Deklarasi ini sudah ditetapkan sejak tahun 1948. Para pendiri negara Indonesia juga paham akan hal ini. Tetapi, sangatlah naif jika pasal itu kemudian dijadikan dasar pijakan untuk membebaskan seseorang/sekelompok orang membuat tafsir agama tertentu seenaknya sendiri. Khususnya Islam. Sebab, Islam adalah agama wahyu (revealed religion) yang telah sempurna sejak awal (QS 5:3). Umat Islam bersepakat dalam banyak hal, termasuk dalam soal kenabian Muhammad saw sebagai nabi terakhir. Karena itu, sehebat apa pun seorang Abu Bakar ash-Shiddiq, Umar bin Khatab, Utsman bin Affan, Ali bin Abi Thalib, radhiyallahu ’anhum, mereka tidak terpikir sama sekali untuk mengaku menerima wahyu dari Allah. Bahkan, Sayyidina Abu Bakar ash-Shiddiq telah bertindak tegas terhadap para nabi palsu dan para pengikutnya.

Ada batas

Masalah semacam ini sudah sangat jelas, sebagaimana jelasnya ketentuan Islam, bahwa shalat subuh adalah dua rakaat, zuhur empat rakaat, haji harus dilakukan di Tanah Suci, dan sebagainya. Karena itulah, dunia Islam tidak pernah berbeda dalam soal kenabian. Begitu juga umat Islam di Indonesia. Karena itulah, setiap penafsiran yang menyimpang dari ajaran pokok Islam, bisa dikatakan sebagai bentuk kesesatan. Meskipun bukan negara Islam, tetapi Indonesia adalah negara dengan mayoritas pemeluk Islam. Keberadaan dan kehormatan agama Islam dijamin oleh negara. Sejak lama pendiri negara ini paham akan hal ini. Bahkan, KUHP pun masih memuat pasal-pasal tentang penodaan agama. UU No 1/PNPS/1965 yang sebelumnya merupakan Penpres No 1/1965 juga ditetapkan untuk menjaga agama-agama yang diakui di Indonesia.
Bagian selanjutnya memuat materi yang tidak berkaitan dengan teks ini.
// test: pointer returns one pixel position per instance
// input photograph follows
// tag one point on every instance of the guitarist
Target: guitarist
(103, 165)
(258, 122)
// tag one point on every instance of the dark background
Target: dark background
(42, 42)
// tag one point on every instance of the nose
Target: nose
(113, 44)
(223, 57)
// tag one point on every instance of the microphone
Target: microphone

Bangsa mana pun paham, bahwa kebebasan dalam hal apa pun tidak dapat diterapkan tanpa batas. Ada peraturan yang harus ditaati dalam menjalankan kebebasan. Seorang pengendara motor – kaum liberal atau tidak -- tidak bisa berkata kepada polisi, ”Bapak melanggar HAM, karena memaksa saya mengenakan helm. Soal kepala saya mau pecah atau tidak, itu urusan saya. Yang penting saya tidak mengganggu orang lain.”

Namun, simaklah, betapa ributnya sebagian kalangan ketika Pemda Sumbar mewajibkan siswi-siswi muslimah mengenakan kerudung di sekolah. Kalangan non-Muslim juga ikut meributkan masalah ini. Ketika ada pemaksaan untuk mengenakan helm oleh polisi mereka tidak protes. Tapi, ketika ada pemaksaan oleh pemeritah untuk mengenakan pakaian yang baik, seperti mengenakan kerudung, maka mereka protes. Padahal, itu sama-sama menyangkut hak pribadinya. Dalam 1 Korintus 11:5-6 dikatakan:

”Tetapi tiap-tiap perempuan yang berdoa atau bernubuat dengan kepala yang tidak bertudung, menghina kepalanya, sebab ia sama dengan perempuan yang dicukur rambutnya. Sebab jika perempuan tidak mau menudungi kepalanya, maka haruslah ia juga menggunting rambutnya. Tetapi jika bagi perempuan adalah penghinaan, bahwa rambutnya digunting atau dicukur, maka haruslah ia menudungi kepalanya.”

Orang-orang Barat, meskipun beragama Kristen, tidak mau mewajibkan kerudung. Bahkan, karena pengaruh paham sekularisme, banyak sekolah di Barat – termasuk di Turki – yang melarang siswanya mengenakan kerudung. Untuk itulah mereka kemudian membuat berbagai penafsiran yang ujung-ujungnya menghilangkan kewajiban megenakan kerudung bagi wanita.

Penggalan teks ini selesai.